As a year round, responsible drinker, my consumption habits tend to change with the shifting weather, as our palates generally do. Out with the icy margaritas and cold beers and in with the full bodied red wines and warming spirits. Sometimes it doesn't matter, sometimes the drink says it all. Last weekend, for example, was one of those times. After a couple of martinis on Saturday night, we roamed home to keep things going. There, instead of reaching for a standard dry gin, I opted for Four Pillar's Bloody Shiraz Gin to make a martini, and garnished with a grapefruit twist instead of an olive (although I'm sure this would work well too if short of citrus). The result was delicious, and for any novice martini drinkers out there, a very easy dip in the water.

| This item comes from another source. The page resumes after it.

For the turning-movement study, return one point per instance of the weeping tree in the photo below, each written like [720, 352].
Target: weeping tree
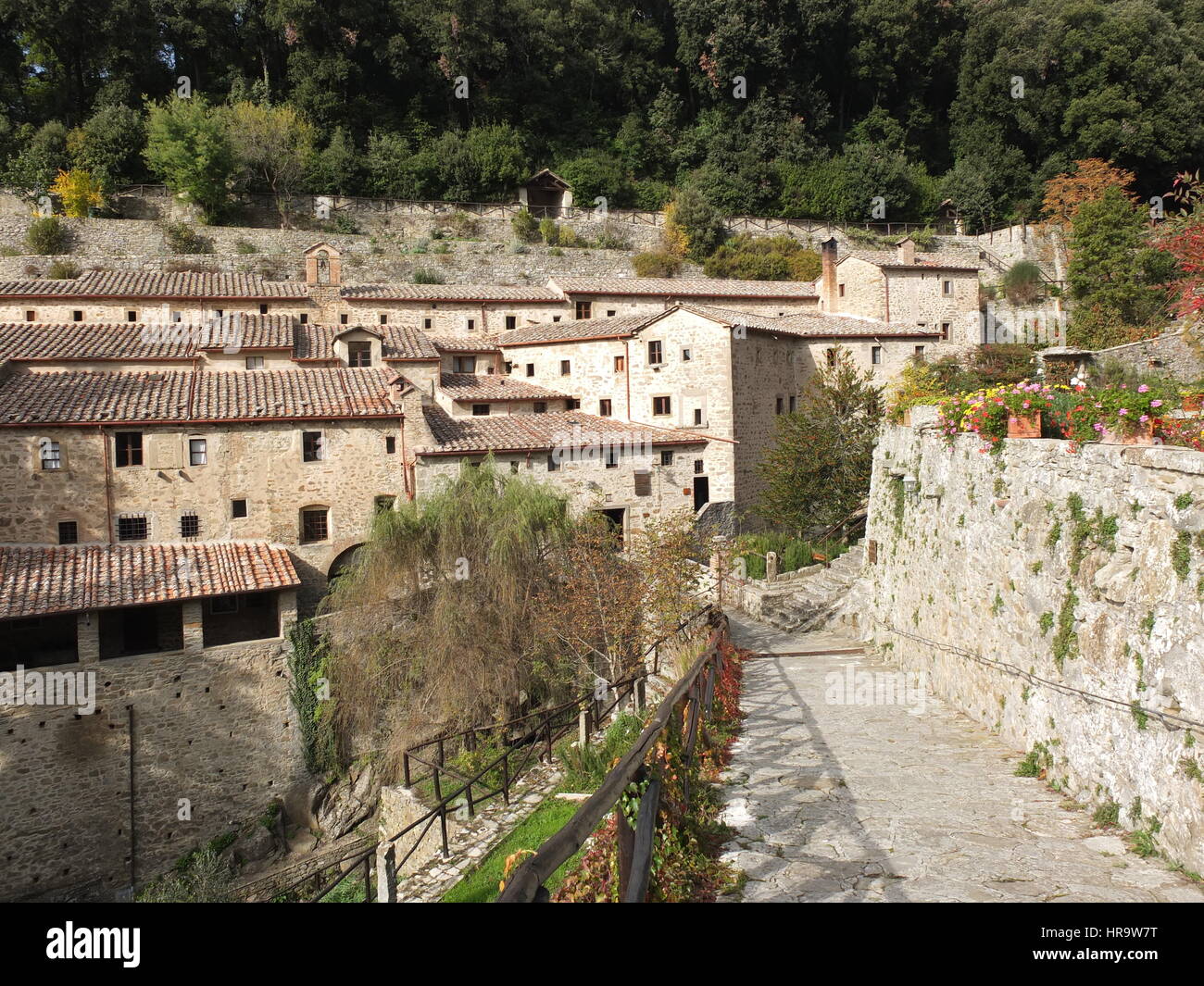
[474, 602]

I'm not certain why it worked as well as it did. Perhaps it's something to do with Four Pillars' use of Shiraz grapes which add natural sweetness and when combined with its Rare Dry Gin result in a bright, citrusy feel with a slightly spicy finish, offering the energy of a grown up version of mulled wine. This year, the bottle matches the energy, with the brand's recent collaboration with photographer and artist, Luke Shadbolt, who is best known for his work capturing the unruly nature of the ocean and its surroundings. For the latest Bloody Shiraz bottle, Shadbolt created a copper etching of one of his photographs of a wave, a scene from the Australian ocean reminiscent of Hokusai’s Great Wave. The etching was then printed onto the bottle and voila! A collectible was born.
Ella's Bloody Martini
50ml Four Pillars Bloody Shiraz Gin
25ml Dry Vermouth (Sweet would make the whole thing too sweet)
Method: Combine Gin and Vermouth in a tall glass or shaker with ice and, with a spoon, stir clockwise until the outside of the glass becomes frosty. Strain into the martini glass of choice and garnish with a twist of grapefruit peel.
Bloody and Tonic
100ml good tonic
Method: Add Bloody Shiraz Gin and tonic to a rocks glass over ice. Garnish with a wedge of lemon or grapefruit.
50ml Bloody Shiraz Gin
25ml fresh lime juice
60ml ginger beer
Method: Squeeze lime juice, reserving the husk. Shake gin and lime juice over ice, then strain into a rocks glass. Add ginger beer, ice and garnish with the lime husk.